The satellite construction and launch sector has undergone enormous growth in recent years, especially amid rising demand for global telecom and broadcast coverage.
That expansion is slated to accelerate further as recent, revolutionary innovation blasts off.
According to the Washington DC-based Satellite Industry Association, business across the satellite sector rose from $144 billion in 2008 to $195 billion in 2013. Paris-based consulting group Euroconsult estimates an average 115 additional satellites will be launched each year between 2014 and 2023, representing $248 billion in manufacturing revenues alone.
Opportunities for specialized transport and logistics providers amid that Earth-to-space traffic is also considerable, says Marc Yorann, project director at SDV's Toulouse unit, which coordinates preparation, transportation and delivery of satellites for makers like Airbus Defence and Space or Thales Alenia Space.
Yorann stresses, however, that bidders for that business must be fully capable of meeting challenges involved.
"Clients need to know they can rely on partners with lots of experience in the very technical, precise work of transporting satellites," Yorann says, noting scheduling snags of even an hour create serious trouble. "Transporters have to imagine every feasible setback or delay, and prepare detailed contingency plans for those beforehand."
Such strict demands exist across the entire logistics and transport chain. That means companies moving that giant yet fragile cargo half way around the globe with precision timing must be extremely adaptable.
"You need a partner who interacts with you a bit like a married couple – fully aware of your needs, knowing how you operate and think, and being there for you when you need them – especially in unexpected, unplanned situations," says Michaël Uhlmann, SLA manager for Airbus Defence and Space. "SDV fills that role extremely well."

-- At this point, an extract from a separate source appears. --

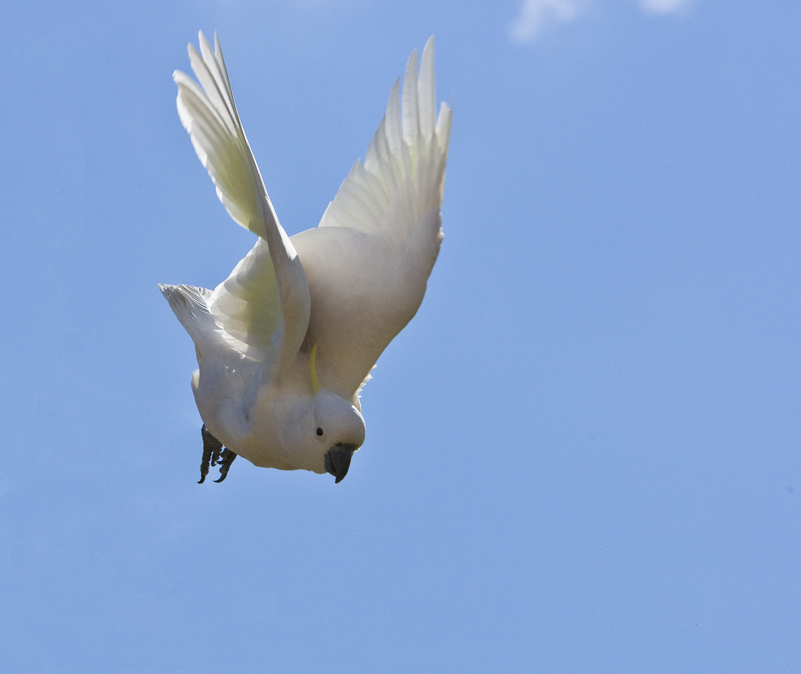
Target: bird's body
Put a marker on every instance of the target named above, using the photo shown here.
(286, 342)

SDV provides door-to-door handling of satellites from high-tech manufacturing centers to launch sites ranging from Cape Canaveral, Long Beach, Kourou, Guyana and newer pads in China and India. That can require SDV to use its entire mix of transport and lifting methods.
Transported satellites are stowed in built-to-measure containers up to 15 meters long, five meters wide, and 4.3 meters high, and outfitted with monitors to detect harmful vibration, humidity rate or changes in pressure.

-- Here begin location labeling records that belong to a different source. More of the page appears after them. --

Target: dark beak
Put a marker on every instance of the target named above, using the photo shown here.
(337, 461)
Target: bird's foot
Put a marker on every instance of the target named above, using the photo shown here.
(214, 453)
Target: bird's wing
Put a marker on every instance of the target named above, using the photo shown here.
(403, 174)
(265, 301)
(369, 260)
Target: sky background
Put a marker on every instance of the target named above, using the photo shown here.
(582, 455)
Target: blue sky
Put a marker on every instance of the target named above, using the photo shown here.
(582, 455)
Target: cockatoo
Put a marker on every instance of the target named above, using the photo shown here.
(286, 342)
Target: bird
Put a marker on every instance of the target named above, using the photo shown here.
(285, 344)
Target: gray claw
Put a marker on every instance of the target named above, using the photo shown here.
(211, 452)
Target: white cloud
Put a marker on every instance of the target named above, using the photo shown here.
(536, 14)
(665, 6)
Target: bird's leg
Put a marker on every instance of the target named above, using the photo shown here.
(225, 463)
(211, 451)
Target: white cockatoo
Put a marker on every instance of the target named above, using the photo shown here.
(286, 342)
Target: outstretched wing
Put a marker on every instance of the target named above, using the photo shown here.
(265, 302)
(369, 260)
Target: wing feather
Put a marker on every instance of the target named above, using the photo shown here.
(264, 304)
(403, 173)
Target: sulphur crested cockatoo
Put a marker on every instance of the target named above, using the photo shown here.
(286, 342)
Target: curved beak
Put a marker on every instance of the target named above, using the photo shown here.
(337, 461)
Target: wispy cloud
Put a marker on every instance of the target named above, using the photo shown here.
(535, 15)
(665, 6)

The highly specialized containers – whose internal temperature of 20° C must not fluctuate more than two degrees – are themselves so expensive that they are carefully transported back to satellite production sites empty. Air hauling is done by Antonov 124 planes, one of the few aircraft large enough to accommodate such large containers.
Payload value varies from $100 million to $300 million for commercial telecom or broadcast satellites, to government scientific or military satellites that can cost $1 billion or more. Because of the enormous investments involved, satellite manufacturers work exclusively with proven transport partners, using long-term contracts.
"Price is always a factor, but given the cost of transport and logistics compared to the value of a satellite, choosing a partner is based foremost on quality of service provided and reliability," Uhlmann notes.
"It takes years of hard work and proven excellence to win a contract with satellite clients, but it doesn't take much to lose it," Yorann adds. "Once it's gone, you won't get it back."
Companies in the highly competitive satellite sector are themselves having to become increasingly adaptable and innovative. That requirement will only grow as recent innovations generate revolutionary change.
Miniaturization is shrinking the size and cost of satellites. Yorann says that allows new players to "launch and operate 10, 20, 50 small satellites for $1 million each rather than use one big one for $100 million."
Functionality of those smaller satellites can also be altered over time and changing communication requirements of their owner-users. The individual power of mini-satellites can also be combined by using several together in constellations to cover the globe. That allows companies to create in-house communications, video, GPS or other capabilities previously only available through governments or satellite specialists.
Numerous deep-pocket companies are considering deploying such constellations of small satellites to create their own global communications network. Groups thought to be contemplating such a move include Richard Branson's Virgin, Google and Facebook.
Conversely, O3B is deploying its constellation of mini-satellites to permit infrastructure-poor countries or remote communities to provide rapid Internet access to three billion people who would otherwise be cut off from the web.
Responding to the changes and surges that new activity will bring will present new challenges for companies like SDV. But as Yorann notes, the main factor in the business will remain the same.
"They are still incredibly sophisticated and extremely delicate gems of hi-tech expertise," Yorann says. "Transporting them will still require the same experience, precision and attention to detail that the larger satellites do. And it will require take a specialist to provide that."